Catastrophes naturelles : séismes, incendies et inondations

La Türkiye est l’un des pays les plus sismiques du monde. Ce n’est pas une formule : le territoire turc est traversé par plusieurs failles actives majeures. Le séisme de Kahramanmaraş en février 2023 en a donné une démonstration tragique — plus de 50 000 morts, des régions entières dévastées, un traumatisme national profond.

Les zones les plus exposées aux séismes sont le nord-ouest (région de la mer de Marmara, incluant Istanbul), l’est et le sud-est du pays. Un séisme peut survenir à tout moment, sans avertissement. En cas de secousse, les réflexes de base s’appliquent : se mettre à l’abri sous une table solide, s’éloigner des fenêtres, ne pas utiliser les ascenseurs.

Les incendies de forêt constituent un autre risque saisonnier. Chaque été, les régions égéenne et méditerranéenne (Bodrum, Antalya, Marmaris) sont touchées. En 2021, des incendies particulièrement violents ont ravagé des milliers d’hectares. Suivez les alertes météorologiques locales en été.

Des inondations soudaines sont également possibles dans certaines vallées et zones côtières, notamment en automne. Renseignez-vous sur les conditions météo avant tout déplacement en zone rurale ou montagneuse. Le service météorologique turc (MGM) publie des alertes accessibles en ligne.

Santé, alcool frelaté et arnaques : les dangers du quotidien

Commençons par un point simple mais important : ne buvez pas l’eau du robinet en Türkiye. Elle n’est pas traitée pour la consommation directe dans la plupart des régions. L’eau en bouteille est bon marché et disponible partout.
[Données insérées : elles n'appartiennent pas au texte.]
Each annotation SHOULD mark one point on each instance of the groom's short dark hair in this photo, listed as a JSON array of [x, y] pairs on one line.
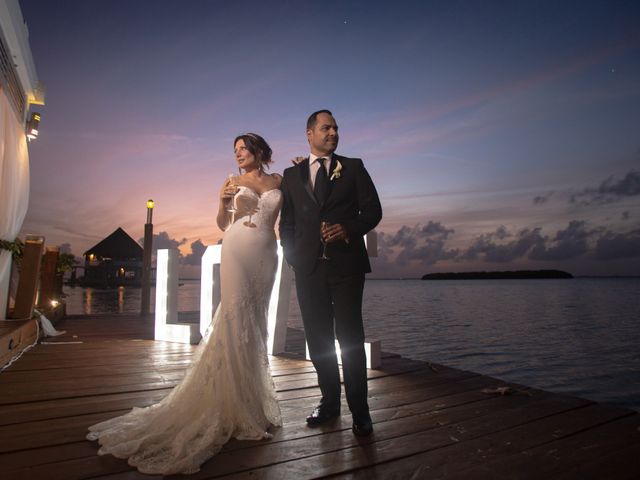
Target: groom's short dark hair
[[313, 118]]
Sur le plan des vaccinations, les autorités sanitaires recommandent généralement d’être à jour pour l’hépatite A et la typhoïde, en particulier si vous envisagez de consommer des aliments de rue ou de voyager hors des grandes villes. Consultez un médecin ou un centre de vaccination au moins quatre semaines avant le départ. Concernant le COVID-19, aucune restriction n’est en vigueur à l’entrée en Turquie en 2025, mais une vigilance santé de base reste de mise.

L’accès aux soins médicaux est bon dans les grandes villes (Istanbul, Ankara, Izmir disposent d’hôpitaux privés de qualité). En zone rurale, les ressources sont bien plus limitées. Une assurance voyage couvrant les soins et le rapatriement est donc indispensable.

⚠️ Attention — Alcool frelaté

Des intoxications au méthanol (alcool frelaté) sont signalées chaque année en Turquie, parfois mortelles. Pour vous protéger : achetez uniquement dans des établissements officiels (supermarchés, restaurants réputés), évitez les alcools bon marché sans étiquette claire ou vendus dans des contenants non scellés. En cas de symptômes (troubles visuels, maux de tête intenses, nausées), consultez immédiatement un médecin.

Les arnaques aux touristes méritent aussi d’être mentionnées clairement. Les plus courantes : faux guides proposant des « visites exclusives », vendeurs de tapis insistants, jeux de bonneteau dans les zones piétonnes, bijoux présentés comme de l’or véritable. La règle est simple : si une offre semble trop belle, elle l’est probablement.

💡 Conseil — Santé et vaccinations

Consultez un médecin ou un centre de voyage santé avant de partir. Vérifiez votre carnet de vaccinations (hépatite A, typhoïde, tétanos). Emportez une trousse de premiers secours basique et les coordonnées de l’ambassade de votre pays en Turquie. Une maladie mal prise en charge loin de chez soi, c’est le risque qu’on sous-estime le plus souvent.

Conseils pratiques pour voyager en Turquie en toute sécurité

Voyager en Türkiye de façon sereine, c’est possible. Mais cela demande une préparation sérieuse. Voici l’essentiel à retenir, en deux temps.

Avant le départ :

  • Consultez les conseils aux voyageurs officiels sur voyage.gc.ca (Canada) ou le site du Quai d’Orsay (France) — les informations y sont régulièrement mises à jour.
  • Obtenez votre e-Visa en avance via le portail officiel turc (evisa.gov.tr) — ne passez pas par des sites tiers qui facturent des frais supplémentaires pour ce service.
  • Souscrivez une assurance voyage complète, couvrant les soins médicaux, le rapatriement et les annulations. C’est non négociable pour cette destination.
  • Inscrivez-vous auprès de votre ambassade (service ROCA pour les Canadiens) pour être alerté en cas d’urgence.
  • Vérifiez vos vaccinations recommandées avec un professionnel de santé.